Cat was leaving to do a quick ward round before going home when John Lowther beckoned to her.

‘May I have a word? I want to ask your advice.’

She wondered if it had to do with the discovery of Harriet’s body.

‘Have you by any chance met Leo Fison?’

‘I don’t think so. The name doesn’t ring a bell.’

‘Leo is someone I knew years ago. He was a doctor but retired when he had a spell of ill health in his fifties – a cancer but all clear for some time now – and he has been wanting to find a way back into working again, though not in ordinary practice. He inherited some money and he has come down this way – his wife has family in the county. He’s setting up a small care home specifically for people with dementia – no more than eight or so patients at a time. The emphasis, as far as I can gather, is on individual care and one-to-one therapy.’

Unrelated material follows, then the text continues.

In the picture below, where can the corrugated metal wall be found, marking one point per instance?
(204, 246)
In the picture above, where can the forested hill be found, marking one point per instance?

‘It’s very much needed,’ Cat said. ‘A lot of new work is being done on dementia care. There isn’t a cure but some of the ideas are quite positive.’

‘I knew you’d be up to speed with this. I told Leo as much.’


‘We were talking about things here. I’d like you to see what he’s doing – the house has been renovated and updated, made fit for purpose. But they plan to take people in quite soon.’

‘Then I should go over. It’s important to see what’s available – people expect an honest report from their doctor.’

‘I did have another thought. Leo will be running the home with his wife, Moira – and of course staff – but I think he will have some free time. He’s always had business interests, via a family firm, as well as being a doctor, but those don’t occupy him much nowadays and he would make a first-rate chairman of our new committee. Leo knows a lot of people.’

‘Not what you know …’

‘Indeed. He has a way with him, lots of contacts, but he’s also new to this part of the world and so without prejudice, if you take my point. That can be a positive asset.’

‘It needs someone with energy and a real commitment to the work of a hospice. Not going to be easy, John.’